Fasciné depuis des lustres par la théorie du battement d'ailes du papillon, Alejandro Gonzalez Iñárritu, réalisateur des remarquables Amours chiennes et 21 Grammes, poursuit pour la troisième fois avec le scénariste Guillermo Arriaga son exploration des destins qui se croisent de manière accidentelle et impliquent des êtres humains dévastés par les conséquences de leurs actes. Le but à travers ce bel écheveau ? Parler de la vie. Sauf que cette fois-ci, avec Babel, Iñárritu a vu loin. Beaucoup plus loin que nous. Son histoire, qui marque l'achèvement d'une trilogie initiée par ses deux premiers films sur le chaos, s'étend sur trois continents différents avec des acteurs japonais, marocains, américains et mexicains qui ne sont pas tous croisés pendant le tournage mais connaissaient l'histoire qu'au travers du scénario. Comme on peut le voir dans le documentaire, l'équipe a suivi le réalisateur jusqu'au bout de son projet en vivant une expérience humaine aussi éprouvante que celles des personnages. Cela s'en ressent également chez le spectateur qui a tendance à être plus ébloui par cette simple performance (relier une histoire de touristes américains au Maroc et celle d'une adolescente nippone fâchée avec la vie) que le propos lui-même.

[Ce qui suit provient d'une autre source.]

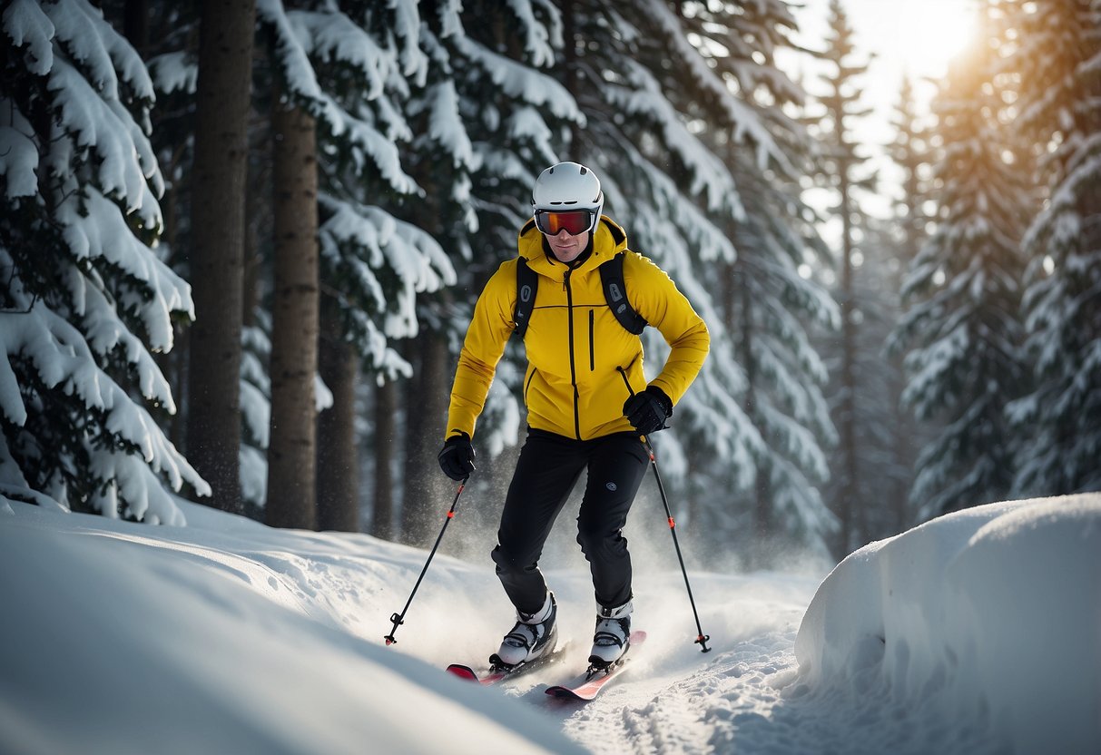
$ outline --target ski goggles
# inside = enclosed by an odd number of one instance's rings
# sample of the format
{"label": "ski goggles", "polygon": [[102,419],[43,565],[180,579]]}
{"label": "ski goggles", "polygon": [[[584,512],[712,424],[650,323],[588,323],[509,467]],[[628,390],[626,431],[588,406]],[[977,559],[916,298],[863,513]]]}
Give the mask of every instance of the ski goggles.
{"label": "ski goggles", "polygon": [[570,236],[591,231],[597,225],[593,210],[535,210],[535,227],[547,236],[565,229]]}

Comme Iñárritu l'explique dans l'introduction du making-of aux jeunes acteurs incarnant les enfants du couple Blanchett-Pitt, Babel est tiré du titre Biblique qui fait référence à la tour érigée par des hommes unis culturellement que Dieu détruisit pour condamner l'humanité à parler des langues différentes - ce qui provoqua la division des hommes, incapables dès lors de communiquer. Entre les trois pays (Maroc, Mexique et Japon), il est question de quête d'amour dans des univers tellement vastes que l'être humain ne peut que se perdre. A l'origine, deux mômes qui s'amusent avec le fusil du papa, destiné à faire fuir les chacals, et blessent une touriste américaine. Au bout du chemin, un tourbillon de situations terrifiantes. Qu'il s'agisse de montrer dans une discothèque le décalage entre ce qu'une japonaise sourde-muette ressent et l'agitation nocturne autour d'elle ou de poser sa caméra à la frontière Mexicaine où un contrôle de police fait déraper le cours des événements, la mise en scène, alerte, inspirée, sensorielle et inventive, de Iñárritu fait des étincelles.